Cooking With... Chambourcin!
This flavorful red wine has been a Lehigh Valley favorite for years. But did you know that it's also a wonderful recipe item?
Venison With Chambourcin Sauce
- 1 qt venison stock
- 1/2 cup granulated sugar
- 1/2 cup cider vinegar
- olive oil
- 1 cup Pinnacle Ridge Chambourcin wine
- 1 lb venison top round, sliced in 1/4"-thick steaks
- black pepper, freshly ground
- 1/4 cup all-purpose flour
- 1 oz. unsalted butter, clarified
- Simmer stock in saucepan over medium heat; reduce by 50 percent
- Melt sugar in second pan over low heat until sugar turns amber.

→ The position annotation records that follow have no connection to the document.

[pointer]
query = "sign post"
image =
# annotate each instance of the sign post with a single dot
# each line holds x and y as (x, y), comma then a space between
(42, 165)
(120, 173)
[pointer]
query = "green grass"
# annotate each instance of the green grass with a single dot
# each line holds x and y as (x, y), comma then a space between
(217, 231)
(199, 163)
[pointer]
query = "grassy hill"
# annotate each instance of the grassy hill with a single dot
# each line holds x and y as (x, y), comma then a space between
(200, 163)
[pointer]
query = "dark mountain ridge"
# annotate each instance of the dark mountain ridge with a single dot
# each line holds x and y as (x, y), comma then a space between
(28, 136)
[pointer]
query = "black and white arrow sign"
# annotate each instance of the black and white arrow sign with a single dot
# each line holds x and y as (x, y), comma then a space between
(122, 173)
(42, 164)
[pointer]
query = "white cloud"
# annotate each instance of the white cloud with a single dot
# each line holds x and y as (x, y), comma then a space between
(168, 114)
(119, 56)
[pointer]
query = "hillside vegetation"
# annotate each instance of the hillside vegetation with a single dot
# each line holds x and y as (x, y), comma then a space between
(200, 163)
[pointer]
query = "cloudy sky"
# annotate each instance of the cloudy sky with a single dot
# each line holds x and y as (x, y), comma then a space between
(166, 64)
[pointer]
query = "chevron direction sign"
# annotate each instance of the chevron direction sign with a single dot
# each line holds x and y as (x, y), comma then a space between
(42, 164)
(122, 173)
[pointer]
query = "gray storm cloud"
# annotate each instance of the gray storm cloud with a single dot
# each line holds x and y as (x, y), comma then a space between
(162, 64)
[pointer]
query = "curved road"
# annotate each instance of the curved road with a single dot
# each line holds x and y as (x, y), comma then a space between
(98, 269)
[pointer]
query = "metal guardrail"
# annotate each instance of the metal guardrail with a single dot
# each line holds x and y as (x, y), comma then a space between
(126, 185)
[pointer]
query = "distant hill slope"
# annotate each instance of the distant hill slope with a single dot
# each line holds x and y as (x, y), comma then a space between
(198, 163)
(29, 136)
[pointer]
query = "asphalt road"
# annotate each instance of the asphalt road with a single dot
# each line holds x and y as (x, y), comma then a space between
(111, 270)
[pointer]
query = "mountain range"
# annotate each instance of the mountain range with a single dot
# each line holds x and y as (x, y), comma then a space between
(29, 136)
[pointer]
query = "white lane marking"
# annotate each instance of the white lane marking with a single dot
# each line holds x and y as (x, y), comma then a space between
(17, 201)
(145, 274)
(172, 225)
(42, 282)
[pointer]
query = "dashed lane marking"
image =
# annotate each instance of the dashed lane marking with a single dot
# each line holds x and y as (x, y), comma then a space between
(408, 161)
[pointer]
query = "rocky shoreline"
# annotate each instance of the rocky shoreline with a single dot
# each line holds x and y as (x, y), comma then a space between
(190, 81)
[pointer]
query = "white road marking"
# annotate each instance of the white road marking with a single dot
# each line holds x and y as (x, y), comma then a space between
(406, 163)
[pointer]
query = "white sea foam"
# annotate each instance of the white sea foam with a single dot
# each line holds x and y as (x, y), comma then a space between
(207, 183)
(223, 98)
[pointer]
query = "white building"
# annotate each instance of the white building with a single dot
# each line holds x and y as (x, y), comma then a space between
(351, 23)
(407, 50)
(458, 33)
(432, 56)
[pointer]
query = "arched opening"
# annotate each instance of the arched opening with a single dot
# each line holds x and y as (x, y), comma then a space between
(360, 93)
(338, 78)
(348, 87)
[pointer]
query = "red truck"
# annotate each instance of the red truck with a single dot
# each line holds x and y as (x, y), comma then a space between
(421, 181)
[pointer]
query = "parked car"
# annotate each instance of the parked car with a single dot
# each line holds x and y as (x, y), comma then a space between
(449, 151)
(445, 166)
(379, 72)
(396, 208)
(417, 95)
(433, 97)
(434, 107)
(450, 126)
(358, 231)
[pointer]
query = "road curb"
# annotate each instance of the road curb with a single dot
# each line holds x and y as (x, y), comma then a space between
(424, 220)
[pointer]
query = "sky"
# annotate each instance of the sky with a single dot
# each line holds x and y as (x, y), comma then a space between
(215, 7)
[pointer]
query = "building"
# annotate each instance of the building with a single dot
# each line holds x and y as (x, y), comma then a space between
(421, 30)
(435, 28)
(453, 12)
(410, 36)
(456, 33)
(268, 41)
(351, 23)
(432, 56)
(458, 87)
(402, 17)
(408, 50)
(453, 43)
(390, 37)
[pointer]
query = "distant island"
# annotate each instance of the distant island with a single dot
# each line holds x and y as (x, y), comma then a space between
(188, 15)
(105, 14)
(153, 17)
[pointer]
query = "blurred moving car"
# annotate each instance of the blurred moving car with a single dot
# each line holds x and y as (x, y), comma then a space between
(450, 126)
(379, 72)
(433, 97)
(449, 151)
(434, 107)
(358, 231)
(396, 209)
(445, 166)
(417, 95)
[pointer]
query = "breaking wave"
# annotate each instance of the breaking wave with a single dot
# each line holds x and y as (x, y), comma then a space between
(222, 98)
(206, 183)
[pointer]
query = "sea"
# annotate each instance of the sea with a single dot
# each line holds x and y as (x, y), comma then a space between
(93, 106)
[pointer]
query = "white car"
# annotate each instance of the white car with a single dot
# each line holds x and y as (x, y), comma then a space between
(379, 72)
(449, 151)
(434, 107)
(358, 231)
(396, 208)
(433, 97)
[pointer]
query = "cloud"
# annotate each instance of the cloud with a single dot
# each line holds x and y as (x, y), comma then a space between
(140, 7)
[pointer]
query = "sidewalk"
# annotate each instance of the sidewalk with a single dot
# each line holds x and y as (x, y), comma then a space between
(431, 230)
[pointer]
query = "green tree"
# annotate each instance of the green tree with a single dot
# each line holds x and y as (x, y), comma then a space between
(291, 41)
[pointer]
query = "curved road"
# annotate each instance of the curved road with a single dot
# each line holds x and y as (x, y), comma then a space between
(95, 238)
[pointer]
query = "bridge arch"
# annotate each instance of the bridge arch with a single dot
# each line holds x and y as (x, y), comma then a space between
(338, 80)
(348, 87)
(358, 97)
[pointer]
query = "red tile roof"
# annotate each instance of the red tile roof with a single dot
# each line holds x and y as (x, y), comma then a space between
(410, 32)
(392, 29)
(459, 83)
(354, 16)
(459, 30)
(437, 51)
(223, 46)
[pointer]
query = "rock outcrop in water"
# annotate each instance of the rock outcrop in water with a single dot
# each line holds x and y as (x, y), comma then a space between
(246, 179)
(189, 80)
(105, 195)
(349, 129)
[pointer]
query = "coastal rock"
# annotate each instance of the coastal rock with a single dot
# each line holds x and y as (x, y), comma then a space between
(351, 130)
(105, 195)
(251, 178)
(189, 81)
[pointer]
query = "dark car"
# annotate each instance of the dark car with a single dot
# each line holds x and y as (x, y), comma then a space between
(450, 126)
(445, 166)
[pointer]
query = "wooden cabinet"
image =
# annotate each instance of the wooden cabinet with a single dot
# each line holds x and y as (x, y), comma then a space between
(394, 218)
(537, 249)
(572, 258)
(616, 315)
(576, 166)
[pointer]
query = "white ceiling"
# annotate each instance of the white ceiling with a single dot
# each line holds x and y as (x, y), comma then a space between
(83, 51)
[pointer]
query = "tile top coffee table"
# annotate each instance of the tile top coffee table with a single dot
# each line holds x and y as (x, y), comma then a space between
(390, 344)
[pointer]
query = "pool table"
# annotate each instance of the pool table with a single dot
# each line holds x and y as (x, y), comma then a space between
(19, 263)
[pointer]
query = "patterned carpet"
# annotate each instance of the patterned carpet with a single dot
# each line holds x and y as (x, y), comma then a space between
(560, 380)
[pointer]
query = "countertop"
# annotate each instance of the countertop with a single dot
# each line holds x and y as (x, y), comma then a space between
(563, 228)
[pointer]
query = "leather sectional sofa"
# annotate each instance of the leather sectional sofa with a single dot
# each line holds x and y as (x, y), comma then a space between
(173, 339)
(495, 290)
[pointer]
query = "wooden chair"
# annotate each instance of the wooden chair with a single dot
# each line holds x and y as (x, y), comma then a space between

- Stir cider vinegar into caramelized sugar until sugar dissolves; add to reduced stock.
- Simmer until only 2 cups of liquid remain; remove from heat; reserve.
- Heat oil in skillet until hot.
- Season venison steaks; dredge in flour; saute in pan until medium rare; transfer to platter.
- Drain excess oil from skillet; deglaze with wine; reduce by half; add stock/sauce reduction; reduce to 2 cups.
- Arrange venison on hot plates; nap with sauce.